Thursday, February 19, 2009

#29: From Ms. Rodriques, Media Specialist

I'm am not a scientist by training, usually skip reading the instructions on electronic equipment I buy, and am not all that enthusiastic when Scientific American comes in, but I have found a true gem of a book called E = mc2: a Biography of the World's Most Famous Equation by David Bodanis.

It was not only easy to read but was stock full of really cool information- did you know that their are pieces of German ships on the moon? This is a book we can recommend to those with high reading skills- 1170 lexile- but it is of great interest for those with limited reading skills as well. This writer put the equation into a real world perspective. First, he tells us about the origin of "E". How does the concept we now know as "energy" come to be?

The story winds itself around scientific history from Newton to how Einstein got his job in the patent office through the misunderstood relationship between Otto Hahn and Lise Meitner, physicists who helped to solve the mystery of the equation. Which one got the Nobel Prize? How do we decide the toll we take for the "greater good"? One violinist? The future health of millions of people?
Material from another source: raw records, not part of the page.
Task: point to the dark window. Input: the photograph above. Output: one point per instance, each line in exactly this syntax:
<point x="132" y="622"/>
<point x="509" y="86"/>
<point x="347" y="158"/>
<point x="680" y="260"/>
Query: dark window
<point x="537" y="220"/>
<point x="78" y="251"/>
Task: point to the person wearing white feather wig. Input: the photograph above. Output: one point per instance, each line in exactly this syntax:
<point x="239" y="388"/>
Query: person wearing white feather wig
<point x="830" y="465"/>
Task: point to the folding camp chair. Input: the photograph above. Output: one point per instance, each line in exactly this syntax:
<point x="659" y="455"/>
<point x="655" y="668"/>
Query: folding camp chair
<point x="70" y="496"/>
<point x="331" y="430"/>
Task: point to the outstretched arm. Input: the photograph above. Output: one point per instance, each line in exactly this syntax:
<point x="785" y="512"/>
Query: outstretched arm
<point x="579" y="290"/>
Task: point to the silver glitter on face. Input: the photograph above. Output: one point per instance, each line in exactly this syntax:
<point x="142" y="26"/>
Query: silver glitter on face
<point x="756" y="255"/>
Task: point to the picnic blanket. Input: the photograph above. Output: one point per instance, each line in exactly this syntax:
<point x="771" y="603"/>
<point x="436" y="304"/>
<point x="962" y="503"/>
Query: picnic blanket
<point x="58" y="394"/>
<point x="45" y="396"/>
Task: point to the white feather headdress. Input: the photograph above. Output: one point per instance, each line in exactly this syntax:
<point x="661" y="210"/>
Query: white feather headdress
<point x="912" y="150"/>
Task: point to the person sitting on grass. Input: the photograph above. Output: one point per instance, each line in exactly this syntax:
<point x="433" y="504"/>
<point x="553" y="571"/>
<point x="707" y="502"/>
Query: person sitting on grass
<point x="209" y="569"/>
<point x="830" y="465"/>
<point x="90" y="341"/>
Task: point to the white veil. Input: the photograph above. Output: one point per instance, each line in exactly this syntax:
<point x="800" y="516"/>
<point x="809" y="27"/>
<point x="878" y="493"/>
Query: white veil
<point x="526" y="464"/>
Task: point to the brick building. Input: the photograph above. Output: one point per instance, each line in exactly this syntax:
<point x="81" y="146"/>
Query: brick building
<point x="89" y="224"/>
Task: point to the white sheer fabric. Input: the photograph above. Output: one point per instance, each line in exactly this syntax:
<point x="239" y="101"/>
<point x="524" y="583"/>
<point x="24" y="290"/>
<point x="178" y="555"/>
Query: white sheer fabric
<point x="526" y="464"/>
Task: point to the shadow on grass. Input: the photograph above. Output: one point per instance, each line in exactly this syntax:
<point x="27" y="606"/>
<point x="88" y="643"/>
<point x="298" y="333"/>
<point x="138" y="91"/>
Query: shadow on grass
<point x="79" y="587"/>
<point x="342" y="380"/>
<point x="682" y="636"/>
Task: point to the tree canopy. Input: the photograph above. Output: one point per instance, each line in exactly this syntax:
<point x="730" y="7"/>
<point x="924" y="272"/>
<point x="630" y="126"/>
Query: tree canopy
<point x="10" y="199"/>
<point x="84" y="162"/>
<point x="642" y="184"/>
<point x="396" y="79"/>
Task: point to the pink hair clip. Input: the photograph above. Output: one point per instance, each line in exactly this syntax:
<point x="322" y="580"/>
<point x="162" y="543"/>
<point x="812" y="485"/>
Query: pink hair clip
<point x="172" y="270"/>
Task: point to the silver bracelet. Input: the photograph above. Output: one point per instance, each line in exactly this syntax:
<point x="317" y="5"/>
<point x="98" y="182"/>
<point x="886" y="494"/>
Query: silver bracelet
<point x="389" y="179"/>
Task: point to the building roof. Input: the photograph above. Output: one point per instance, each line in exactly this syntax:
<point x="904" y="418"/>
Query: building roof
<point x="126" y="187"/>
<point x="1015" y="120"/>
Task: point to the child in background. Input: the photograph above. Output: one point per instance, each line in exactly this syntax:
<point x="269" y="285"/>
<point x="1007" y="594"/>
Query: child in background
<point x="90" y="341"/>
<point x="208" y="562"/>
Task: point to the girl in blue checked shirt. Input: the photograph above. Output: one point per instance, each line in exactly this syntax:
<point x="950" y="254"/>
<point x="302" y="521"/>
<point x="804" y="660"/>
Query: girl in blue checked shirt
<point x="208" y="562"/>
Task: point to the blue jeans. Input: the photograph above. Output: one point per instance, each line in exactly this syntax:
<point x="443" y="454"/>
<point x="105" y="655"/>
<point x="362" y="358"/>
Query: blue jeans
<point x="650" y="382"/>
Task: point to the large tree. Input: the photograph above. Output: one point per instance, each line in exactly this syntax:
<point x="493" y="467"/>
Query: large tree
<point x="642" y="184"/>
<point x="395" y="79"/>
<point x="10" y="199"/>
Count to 43 seconds- how long it took between the release of the first atomic bombs and the initial impact. How do we treat the scientists from Germany who were developing the same type of explosion? Were they "guilty" of war crimes or just furthering scientific discovery?

There are several biographic representations within the book- Newton, Einstein, Oppenheimer- and a slew of notes that give details about information within the chapters.

It's a great book, is in the media center and is ready to get checked out.